Isolation of cobalt single atoms on hollow B, N co-doped defective carbon nanotubes for hydrogen peroxide production and tandem reagent-free electro-Fenton oxidation

Single-atom catalysts (SACs) have been at the leading edge of catalytic research, but are still challenging to choose appropriate substrates and single-atom configurations with desirable activity and selectivity. Herein, we propose a nanotube reactor strategy with Co-SACs confined into B,N co-doped defective carbon nanotubes (Co-B, N-CNTs) via a spatial isolation and dopant anchoring strategy. The Co-B,N-CNTs exhibited excellent activity and selectivity for H2O2 production via a two-electron oxygen reduction reaction (ORR) pathway with a high yield of 1508 mmol L-1 gcat  1 in HClO4. The excellent electrocatalytic performance of Co-B,N-CNTs was mainly due to the uniformly dispersed Co-SACs with defect-rich active sites, appropriate regulated electronic structure with different electronegative atoms' modification and favorable 3D hollow nanotube structure. Moreover, the on-situ H2O2 generation remarkably accelerated various organic pollutants degradation and Cr (IV) detoxification via a reagent-free double-cathode electro-Fenton process. This work sheds light on the design of multi-functional catalysts for the sustainable production of valuable chemicals and the innovation of new-generation wastewater treatment technology.

Automated summary

Single-atom catalysts (SACs) are challenging to choose the right substrates and configurations. This study introduces a nanotube reactor strategy to confine Co-SACs in B,N co-doped defective carbon nanotubes (Co-B,N-CNTs) through spatial isolation and dopant anchoring.

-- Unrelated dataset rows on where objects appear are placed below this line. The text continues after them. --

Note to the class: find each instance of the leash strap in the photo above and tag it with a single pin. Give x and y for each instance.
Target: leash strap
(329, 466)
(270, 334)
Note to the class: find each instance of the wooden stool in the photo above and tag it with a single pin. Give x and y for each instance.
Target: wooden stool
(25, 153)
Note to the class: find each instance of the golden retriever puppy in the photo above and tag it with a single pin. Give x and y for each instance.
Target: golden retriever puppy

The Co-B,N-CNTs demonstrated excellent activity and selectivity for H2O2 production via a two-electron oxygen reduction reaction (ORR) pathway, with a high yield of 1508 mmol L-1 gcat-1 in HClO4. The outstanding electrocatalytic performance of Co-B,N-CNTs is attributed to the uniformly dispersed Co-SACs, defect-rich active sites, regulated electronic structure, and favorable 3D hollow nanotube structure. Furthermore, the in-situ generation of H2O2 significantly accelerated the degradation of organic pollutants and Cr (IV) detoxification through a reagent-free double-cathode electro-Fenton process. This work provides insights into the design of multi-functional catalysts for sustainable chemical production and innovative wastewater treatment technology.